Development of customer industries

In the first quarter TietoEnator experienced growth in all of its business areas. Processing & Network, TietoEnator's infrastructure outsourcing unit turned 5% growth after a 9% decline in 2005. However, growth was weak in Telecom & Media and also in Forest & Energy.

Development of customer industries

In the first quarter TietoEnator experienced growth in all of its business areas. Processing & Network, TietoEnator's infrastructure outsourcing unit turned 5% growth after a 9% decline in 2005. However, growth was weak in Telecom & Media and also in Forest & Energy.

Banks in general have started to make revenue generating investments. Banking solutions face healthy demand and the demand for partnership services has stabilized. The systems integration business is still challenging. The insurance sector business in Finland continues to be a strong growth area.

In January TietoEnator and Handelsbanken made an agreement on the implementation of a new cross-border cash management solution. In February TietoEnator and Banco Português Negócios (BPN) expanded their co-operation in the services area making TietoEnator the prime IT partner for the bank's modernization programme in core banking.

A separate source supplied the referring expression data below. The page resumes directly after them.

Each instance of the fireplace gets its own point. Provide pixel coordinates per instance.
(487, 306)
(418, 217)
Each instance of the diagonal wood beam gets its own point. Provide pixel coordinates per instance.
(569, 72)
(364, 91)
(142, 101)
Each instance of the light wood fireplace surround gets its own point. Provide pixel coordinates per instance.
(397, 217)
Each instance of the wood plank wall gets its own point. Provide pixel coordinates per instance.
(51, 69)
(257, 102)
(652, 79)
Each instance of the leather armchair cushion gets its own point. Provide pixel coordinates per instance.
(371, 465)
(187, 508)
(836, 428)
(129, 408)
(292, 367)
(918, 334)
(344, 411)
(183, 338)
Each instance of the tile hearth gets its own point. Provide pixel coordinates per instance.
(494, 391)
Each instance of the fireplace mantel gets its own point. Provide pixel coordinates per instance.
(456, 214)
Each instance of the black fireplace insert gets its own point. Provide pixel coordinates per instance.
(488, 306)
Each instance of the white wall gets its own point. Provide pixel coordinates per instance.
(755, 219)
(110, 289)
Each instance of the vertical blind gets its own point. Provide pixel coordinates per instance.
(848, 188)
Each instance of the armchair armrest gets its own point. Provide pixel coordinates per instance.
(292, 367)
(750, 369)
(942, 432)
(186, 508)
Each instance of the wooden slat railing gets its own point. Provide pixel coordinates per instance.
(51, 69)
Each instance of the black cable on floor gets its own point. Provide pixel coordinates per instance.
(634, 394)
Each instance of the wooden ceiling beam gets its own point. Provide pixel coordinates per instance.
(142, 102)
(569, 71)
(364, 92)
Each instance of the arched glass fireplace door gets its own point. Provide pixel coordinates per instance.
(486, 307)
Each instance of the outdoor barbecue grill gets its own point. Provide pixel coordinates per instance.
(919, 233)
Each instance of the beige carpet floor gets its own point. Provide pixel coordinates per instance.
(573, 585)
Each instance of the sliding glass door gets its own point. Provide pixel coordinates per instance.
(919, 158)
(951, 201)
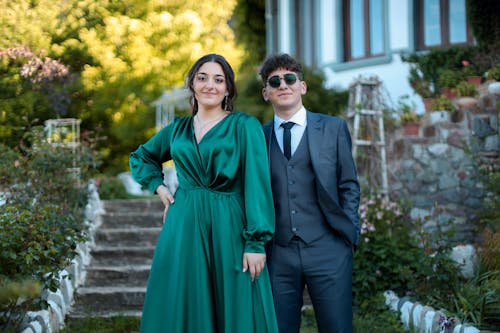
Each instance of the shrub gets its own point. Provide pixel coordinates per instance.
(442, 103)
(450, 78)
(388, 257)
(41, 224)
(464, 89)
(494, 73)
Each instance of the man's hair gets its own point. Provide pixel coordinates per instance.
(277, 61)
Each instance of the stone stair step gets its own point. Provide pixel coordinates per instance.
(129, 219)
(81, 313)
(113, 276)
(116, 299)
(144, 206)
(128, 236)
(123, 255)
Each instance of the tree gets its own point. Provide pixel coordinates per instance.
(250, 28)
(123, 54)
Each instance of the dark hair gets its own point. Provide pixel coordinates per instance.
(277, 61)
(227, 103)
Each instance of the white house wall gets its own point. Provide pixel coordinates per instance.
(390, 69)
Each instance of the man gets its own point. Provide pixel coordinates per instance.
(316, 197)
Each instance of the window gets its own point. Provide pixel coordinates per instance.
(441, 23)
(363, 29)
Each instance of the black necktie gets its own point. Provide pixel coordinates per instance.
(287, 137)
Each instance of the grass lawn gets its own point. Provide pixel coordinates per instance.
(131, 325)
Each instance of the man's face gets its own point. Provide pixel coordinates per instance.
(287, 96)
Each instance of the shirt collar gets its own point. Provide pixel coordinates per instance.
(299, 118)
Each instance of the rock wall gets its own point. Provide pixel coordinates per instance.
(437, 169)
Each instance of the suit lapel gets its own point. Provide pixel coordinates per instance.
(268, 132)
(315, 138)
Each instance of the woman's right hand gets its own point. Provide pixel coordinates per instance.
(166, 197)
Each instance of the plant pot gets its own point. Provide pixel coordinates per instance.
(494, 88)
(427, 103)
(468, 103)
(448, 92)
(438, 116)
(411, 129)
(474, 80)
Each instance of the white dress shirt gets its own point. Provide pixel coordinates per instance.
(296, 131)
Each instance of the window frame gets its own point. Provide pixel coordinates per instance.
(346, 25)
(444, 20)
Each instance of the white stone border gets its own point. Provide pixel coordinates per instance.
(424, 319)
(52, 319)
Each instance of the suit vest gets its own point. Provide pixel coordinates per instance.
(295, 197)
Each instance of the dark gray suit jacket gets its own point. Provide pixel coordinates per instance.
(335, 171)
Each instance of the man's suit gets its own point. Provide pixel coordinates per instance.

Also in February TietoEnator and Rabobank, a tier-one global bank, signed an agreement for the implementation of a new cash management solution in Rabobank.

The latest joint venture in the insurance sector in Finland, TietoEsy, started operations at the beginning of 2006. The joint venture company employs around 180 people.

In March TietoEnator and OMX, the Northern European securities market operator and technology provider, decided not to create the joint venture company announced in December 2005. The parties have, however, mutually decided to continue strategic co-operation in IT operations and software solutions. TietoEnator Processing & Network and OMX made an agreement on IT operations for OMX's Banks & Brokers business and 21 employees moved from OMX to TietoEnator.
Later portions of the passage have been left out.